Foto: Ricardo Trida / Arquivo / SECOM
Doença silenciosa, que muitas vezes não apresenta sintomas no seu estágio inicial, a hipertensão atinge 38 milhões de brasileiros. Desses, 50% sabem que são hipertensos e apenas metade deles realiza tratamento. Por conta disso, neste sábado, 26 de abril, Dia Nacional de Prevenção e Combate à Hipertensão Arterial, o Governo de Santa Catarina reforça a conscientização do diagnóstico precoce e do tratamento adequado, além das ações preventivas para evitar a doença.
Ainda, em alusão à data, a Diretoria de Atenção Primária à Saúde da SES, em parceria com o Telessaúde, está promovendo o curso de Atenção Integral à Pessoa com Hipertensão Arterial Sistêmica na APS aos profissionais e gestores de saúde. A capacitação está com inscrições abertas até 12 de maio ou até acabarem as vagas. O curso autoinstrucional, inicia dia 28 de abril e tem por objetivo oferecer cuidado integral, mais qualificado, baseado em evidências, e capaz de prevenir complicações graves e hospitalizações desnecessárias.
A Hipertensão Arterial Sistêmica (HAS) é uma condição multifatorial, caracterizada por níveis elevados e sustentados de pressão arterial acima de 140/90 mmHg, geralmente não associada a sintomas.
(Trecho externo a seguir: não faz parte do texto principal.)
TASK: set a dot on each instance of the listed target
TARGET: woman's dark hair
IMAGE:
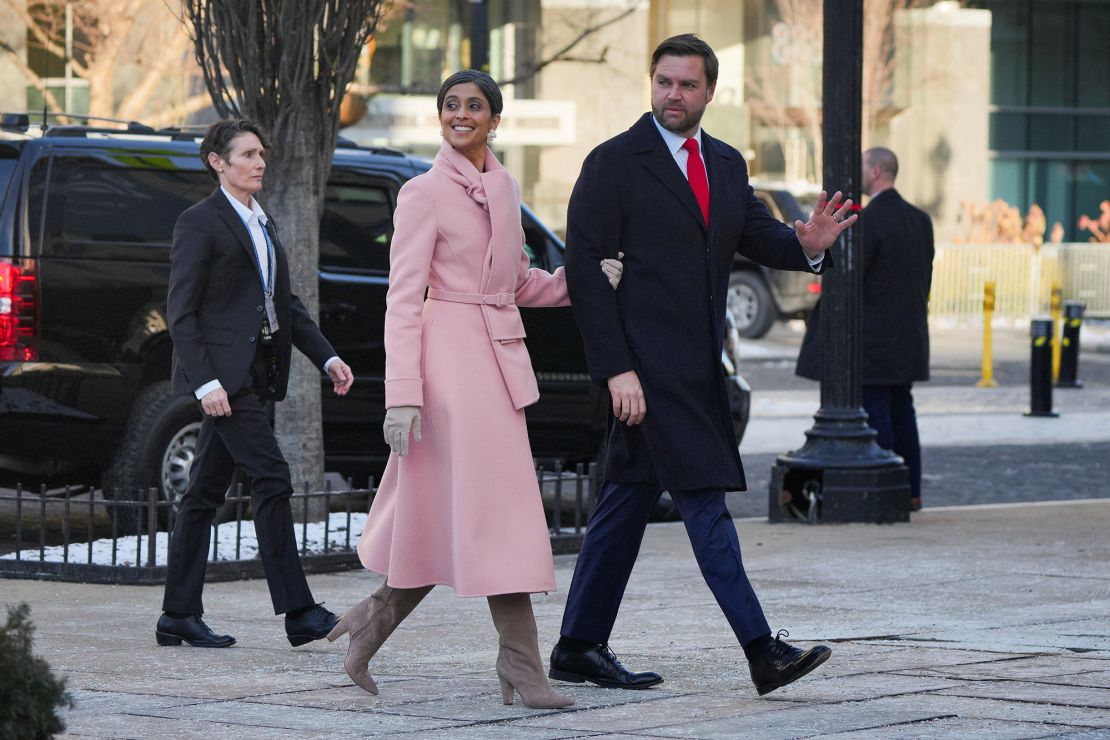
(219, 137)
(485, 83)
(687, 44)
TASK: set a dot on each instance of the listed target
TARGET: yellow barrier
(1023, 276)
(988, 313)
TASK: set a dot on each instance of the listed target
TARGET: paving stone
(1042, 693)
(971, 622)
(336, 723)
(653, 715)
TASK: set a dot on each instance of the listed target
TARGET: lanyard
(268, 281)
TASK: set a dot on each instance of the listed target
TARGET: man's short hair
(883, 158)
(219, 137)
(687, 44)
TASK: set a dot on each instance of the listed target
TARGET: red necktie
(695, 172)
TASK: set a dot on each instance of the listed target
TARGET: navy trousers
(890, 413)
(612, 544)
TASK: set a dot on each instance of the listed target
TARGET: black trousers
(612, 544)
(890, 413)
(244, 438)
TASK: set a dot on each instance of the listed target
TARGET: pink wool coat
(463, 507)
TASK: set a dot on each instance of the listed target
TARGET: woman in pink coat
(461, 506)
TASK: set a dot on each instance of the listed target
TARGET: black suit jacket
(215, 304)
(897, 274)
(666, 321)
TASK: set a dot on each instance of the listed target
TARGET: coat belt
(490, 300)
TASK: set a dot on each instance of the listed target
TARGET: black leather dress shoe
(783, 662)
(189, 629)
(598, 666)
(312, 625)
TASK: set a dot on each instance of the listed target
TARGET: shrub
(29, 691)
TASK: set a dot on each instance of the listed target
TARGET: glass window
(8, 156)
(1092, 186)
(356, 226)
(91, 201)
(1051, 133)
(1093, 30)
(1052, 48)
(1008, 180)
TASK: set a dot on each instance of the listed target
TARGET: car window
(356, 226)
(90, 201)
(8, 155)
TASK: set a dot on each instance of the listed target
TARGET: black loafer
(598, 666)
(312, 625)
(189, 629)
(783, 664)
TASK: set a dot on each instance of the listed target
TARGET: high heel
(518, 664)
(370, 622)
(506, 690)
(339, 630)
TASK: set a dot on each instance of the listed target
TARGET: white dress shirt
(675, 142)
(254, 219)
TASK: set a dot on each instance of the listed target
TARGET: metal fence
(76, 535)
(1023, 276)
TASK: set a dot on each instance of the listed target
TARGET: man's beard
(684, 124)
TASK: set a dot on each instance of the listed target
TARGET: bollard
(1069, 350)
(988, 313)
(1040, 368)
(1055, 310)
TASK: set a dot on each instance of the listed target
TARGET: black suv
(86, 224)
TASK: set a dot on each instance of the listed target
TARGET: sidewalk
(982, 621)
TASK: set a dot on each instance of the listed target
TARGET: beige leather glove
(399, 422)
(613, 270)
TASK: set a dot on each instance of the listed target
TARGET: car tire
(750, 303)
(158, 449)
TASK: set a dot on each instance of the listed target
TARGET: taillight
(19, 340)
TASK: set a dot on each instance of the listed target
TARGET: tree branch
(32, 77)
(562, 54)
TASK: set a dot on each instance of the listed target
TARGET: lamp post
(840, 474)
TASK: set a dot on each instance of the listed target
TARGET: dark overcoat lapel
(215, 302)
(896, 265)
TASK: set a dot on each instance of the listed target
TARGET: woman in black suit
(234, 322)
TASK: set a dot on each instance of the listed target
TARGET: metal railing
(1023, 276)
(77, 535)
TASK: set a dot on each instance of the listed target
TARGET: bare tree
(109, 39)
(796, 46)
(285, 64)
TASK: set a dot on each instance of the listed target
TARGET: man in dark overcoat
(678, 204)
(234, 322)
(897, 274)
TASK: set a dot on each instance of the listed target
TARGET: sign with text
(407, 120)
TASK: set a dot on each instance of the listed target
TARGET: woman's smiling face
(466, 119)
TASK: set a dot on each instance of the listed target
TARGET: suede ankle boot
(370, 622)
(518, 664)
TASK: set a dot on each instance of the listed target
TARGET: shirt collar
(675, 141)
(244, 212)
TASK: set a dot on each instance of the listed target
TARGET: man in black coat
(897, 270)
(234, 322)
(678, 204)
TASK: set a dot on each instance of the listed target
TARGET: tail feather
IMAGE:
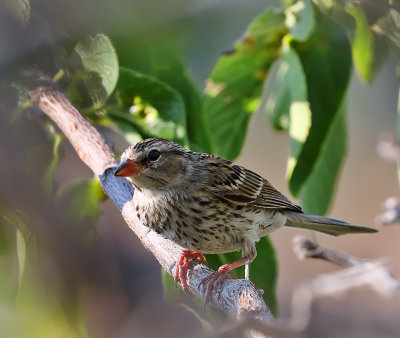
(326, 225)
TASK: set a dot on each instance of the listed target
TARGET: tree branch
(237, 297)
(358, 273)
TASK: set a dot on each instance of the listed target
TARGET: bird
(209, 205)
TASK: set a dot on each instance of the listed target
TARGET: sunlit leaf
(233, 90)
(168, 68)
(151, 106)
(21, 9)
(316, 193)
(300, 19)
(277, 105)
(368, 53)
(326, 62)
(98, 68)
(389, 27)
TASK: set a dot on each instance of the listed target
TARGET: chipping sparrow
(207, 204)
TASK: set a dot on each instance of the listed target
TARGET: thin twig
(233, 296)
(359, 273)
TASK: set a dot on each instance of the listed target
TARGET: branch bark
(237, 297)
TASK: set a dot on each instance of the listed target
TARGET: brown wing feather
(242, 186)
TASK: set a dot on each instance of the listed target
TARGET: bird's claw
(183, 265)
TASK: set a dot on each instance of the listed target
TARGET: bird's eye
(154, 155)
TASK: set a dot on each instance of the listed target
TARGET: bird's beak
(128, 168)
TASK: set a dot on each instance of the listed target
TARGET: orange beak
(128, 168)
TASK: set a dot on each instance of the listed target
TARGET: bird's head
(156, 164)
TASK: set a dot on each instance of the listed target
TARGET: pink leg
(183, 265)
(219, 275)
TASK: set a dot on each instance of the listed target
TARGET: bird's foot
(183, 265)
(218, 276)
(213, 280)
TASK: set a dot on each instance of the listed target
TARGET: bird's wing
(242, 186)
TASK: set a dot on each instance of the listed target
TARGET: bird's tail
(326, 225)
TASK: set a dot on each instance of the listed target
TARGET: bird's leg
(217, 276)
(183, 265)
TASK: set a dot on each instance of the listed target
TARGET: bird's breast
(200, 223)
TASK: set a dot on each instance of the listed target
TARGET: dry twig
(358, 273)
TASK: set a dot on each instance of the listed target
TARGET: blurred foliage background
(216, 76)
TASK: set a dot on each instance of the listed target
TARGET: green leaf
(100, 64)
(277, 105)
(389, 27)
(294, 84)
(326, 62)
(48, 177)
(81, 199)
(233, 90)
(316, 193)
(168, 68)
(368, 53)
(300, 19)
(263, 270)
(21, 9)
(22, 236)
(152, 107)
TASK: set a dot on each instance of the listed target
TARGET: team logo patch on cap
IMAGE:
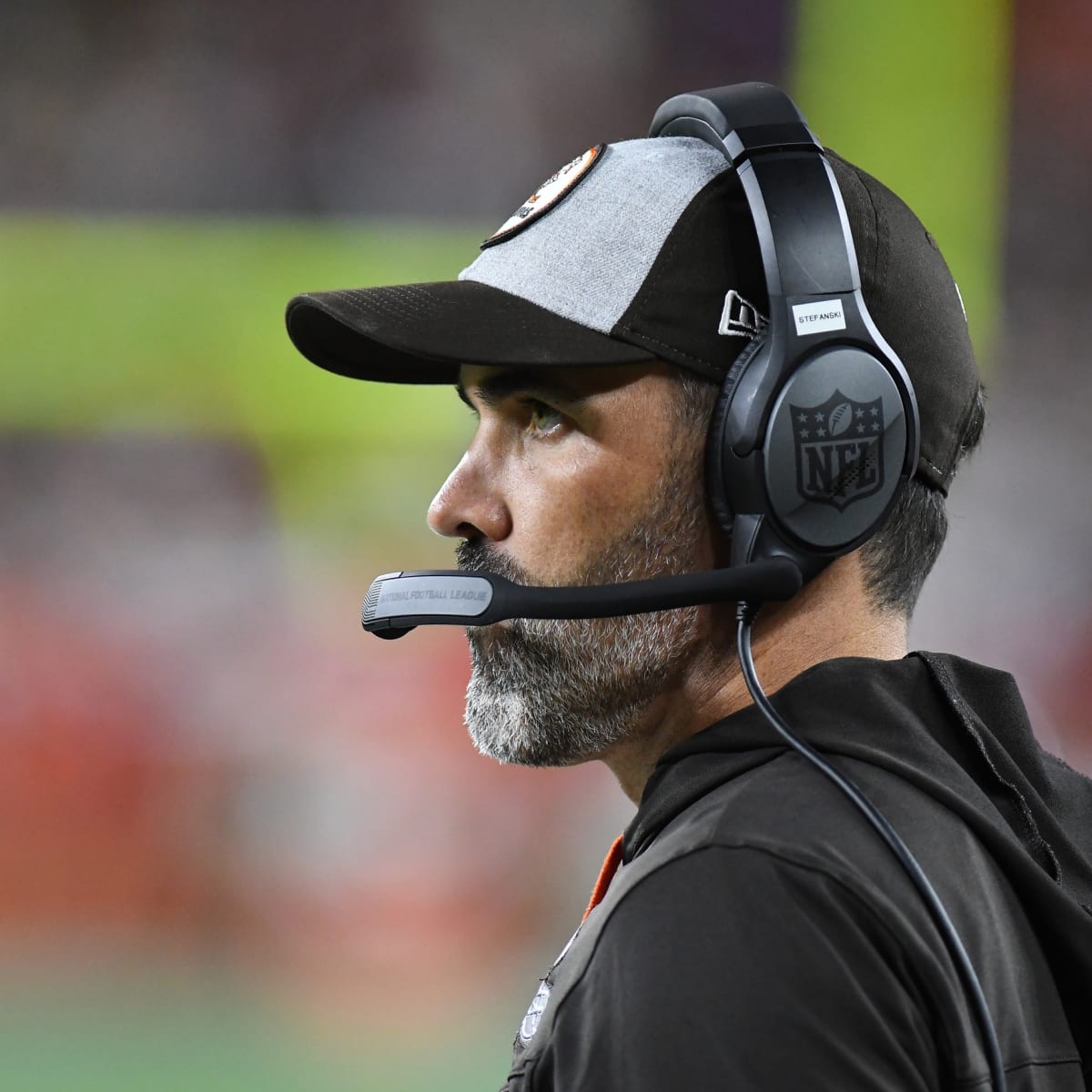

Além de ser uma doença com graves impactos, também é um dos principais fatores de risco para doenças cardiovasculares, como infarto e AVC, sendo recomendado que pessoas a partir dos 18 anos realizem aferições periódicas.
Segundo o Protocolo Clínico de Hipertensão Arterial, atualizado em 2025, pessoas com pressão arterial acima de 130/80 mmHg já devem ser consideradas com pressão normal alta ou pré-hipertensão, e que requer uma avaliação profissional para orientações específicas.
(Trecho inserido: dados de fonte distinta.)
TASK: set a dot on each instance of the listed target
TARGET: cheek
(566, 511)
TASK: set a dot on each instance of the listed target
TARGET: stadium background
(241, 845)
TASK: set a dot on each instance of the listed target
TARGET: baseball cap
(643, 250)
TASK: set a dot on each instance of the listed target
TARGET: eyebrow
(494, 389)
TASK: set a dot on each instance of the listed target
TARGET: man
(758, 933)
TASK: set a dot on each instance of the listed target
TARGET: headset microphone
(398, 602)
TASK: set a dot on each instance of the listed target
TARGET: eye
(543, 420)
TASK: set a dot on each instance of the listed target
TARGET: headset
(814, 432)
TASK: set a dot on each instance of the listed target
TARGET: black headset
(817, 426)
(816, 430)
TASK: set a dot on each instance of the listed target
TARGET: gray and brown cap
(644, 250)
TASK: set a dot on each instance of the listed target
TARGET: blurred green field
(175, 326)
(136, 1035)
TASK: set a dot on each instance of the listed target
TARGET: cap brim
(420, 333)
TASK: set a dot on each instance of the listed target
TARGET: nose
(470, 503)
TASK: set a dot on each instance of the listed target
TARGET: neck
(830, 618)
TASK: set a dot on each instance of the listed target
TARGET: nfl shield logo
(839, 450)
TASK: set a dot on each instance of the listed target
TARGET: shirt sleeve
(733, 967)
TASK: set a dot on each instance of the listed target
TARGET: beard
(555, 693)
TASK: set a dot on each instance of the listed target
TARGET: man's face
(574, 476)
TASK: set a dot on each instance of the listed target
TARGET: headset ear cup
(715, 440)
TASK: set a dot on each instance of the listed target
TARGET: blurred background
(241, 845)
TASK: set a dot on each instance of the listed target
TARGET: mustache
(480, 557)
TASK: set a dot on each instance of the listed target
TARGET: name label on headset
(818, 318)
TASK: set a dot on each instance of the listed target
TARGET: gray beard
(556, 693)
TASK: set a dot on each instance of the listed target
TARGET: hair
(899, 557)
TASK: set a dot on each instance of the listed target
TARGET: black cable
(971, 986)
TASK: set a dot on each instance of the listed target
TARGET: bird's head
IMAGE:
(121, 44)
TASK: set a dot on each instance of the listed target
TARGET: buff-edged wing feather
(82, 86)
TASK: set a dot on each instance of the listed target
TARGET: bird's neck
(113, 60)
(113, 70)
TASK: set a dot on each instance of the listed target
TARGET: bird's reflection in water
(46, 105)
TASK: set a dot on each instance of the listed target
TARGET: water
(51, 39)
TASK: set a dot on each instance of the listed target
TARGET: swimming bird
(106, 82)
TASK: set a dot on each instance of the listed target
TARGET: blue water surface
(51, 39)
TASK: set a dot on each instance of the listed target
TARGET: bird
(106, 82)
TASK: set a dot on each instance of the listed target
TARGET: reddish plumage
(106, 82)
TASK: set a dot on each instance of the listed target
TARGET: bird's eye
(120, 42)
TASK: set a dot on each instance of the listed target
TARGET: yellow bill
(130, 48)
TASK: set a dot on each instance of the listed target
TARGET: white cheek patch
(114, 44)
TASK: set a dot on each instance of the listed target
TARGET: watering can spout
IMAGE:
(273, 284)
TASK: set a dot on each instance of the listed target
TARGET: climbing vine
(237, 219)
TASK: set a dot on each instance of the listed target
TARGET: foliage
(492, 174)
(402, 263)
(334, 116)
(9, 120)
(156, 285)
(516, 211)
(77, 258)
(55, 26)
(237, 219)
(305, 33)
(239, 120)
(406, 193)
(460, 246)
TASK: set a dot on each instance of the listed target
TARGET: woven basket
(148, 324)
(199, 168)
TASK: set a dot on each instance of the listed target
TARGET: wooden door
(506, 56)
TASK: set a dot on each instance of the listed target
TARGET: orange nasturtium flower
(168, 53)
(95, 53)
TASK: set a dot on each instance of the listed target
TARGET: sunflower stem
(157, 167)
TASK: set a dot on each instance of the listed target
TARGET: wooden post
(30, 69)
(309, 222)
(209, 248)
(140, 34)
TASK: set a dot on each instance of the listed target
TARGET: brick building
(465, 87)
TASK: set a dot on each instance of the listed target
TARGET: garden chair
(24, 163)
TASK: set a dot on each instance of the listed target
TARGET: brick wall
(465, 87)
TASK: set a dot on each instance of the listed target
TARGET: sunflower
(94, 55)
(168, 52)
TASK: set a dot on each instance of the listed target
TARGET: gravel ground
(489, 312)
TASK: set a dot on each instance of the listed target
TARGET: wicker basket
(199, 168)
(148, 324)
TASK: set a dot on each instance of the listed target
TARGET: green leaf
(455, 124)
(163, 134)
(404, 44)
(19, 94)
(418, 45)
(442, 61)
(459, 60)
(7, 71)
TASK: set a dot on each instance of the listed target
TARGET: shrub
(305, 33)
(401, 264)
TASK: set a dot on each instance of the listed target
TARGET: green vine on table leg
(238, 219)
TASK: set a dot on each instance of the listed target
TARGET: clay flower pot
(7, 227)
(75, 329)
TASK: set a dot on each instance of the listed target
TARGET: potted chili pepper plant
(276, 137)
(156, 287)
Quando os sinais aparecem, podem incluir dor de cabeça, tontura, zumbido, visão embaçada, falta de ar, fraqueza, sangramento nasal, dor no peito ou palpitações. Caso sinta algum desses sintomas, é importante procurar uma Unidade Básica de Saúde (UBS) para avaliação e diagnóstico, a fim de iniciar o tratamento.
Prevenção
A prevenção e o controle da hipertensão dependem de hábitos de vida saudáveis, como: melhorar as escolhas alimentares diminuindo o consumo de ultraprocessados e de sal nas preparações alimentares; prática regular de exercícios físicos; redução ou cessação do consumo de álcool e tabaco; além do acompanhamento periódico com profissional de saúde. O tratamento adequado, quando necessário, ajuda a evitar complicações graves, promovendo uma melhor qualidade de vida e reduzindo o risco de doenças cardiovasculares.
Ações estratégias
A Secretaria de Estado da Saúde, por meio da Área Técnica de Atenção e Promoção à Saúde/Diretoria de Atenção Primária à Saúde (APS), tem desenvolvido ações para fortalecer o atendimento da população, que integra a Linha de Cuidado à Pessoa com Hipertensão Arterial Sistêmica. As estratégias visam promover a saúde, prevenir agravos, além de melhorar o diagnóstico e o tratamento da hipertensão arterial. Tem atuado na educação permanente, a exemplo da Webpalestra Implementação da Estratégia de Risco Cardiovascular.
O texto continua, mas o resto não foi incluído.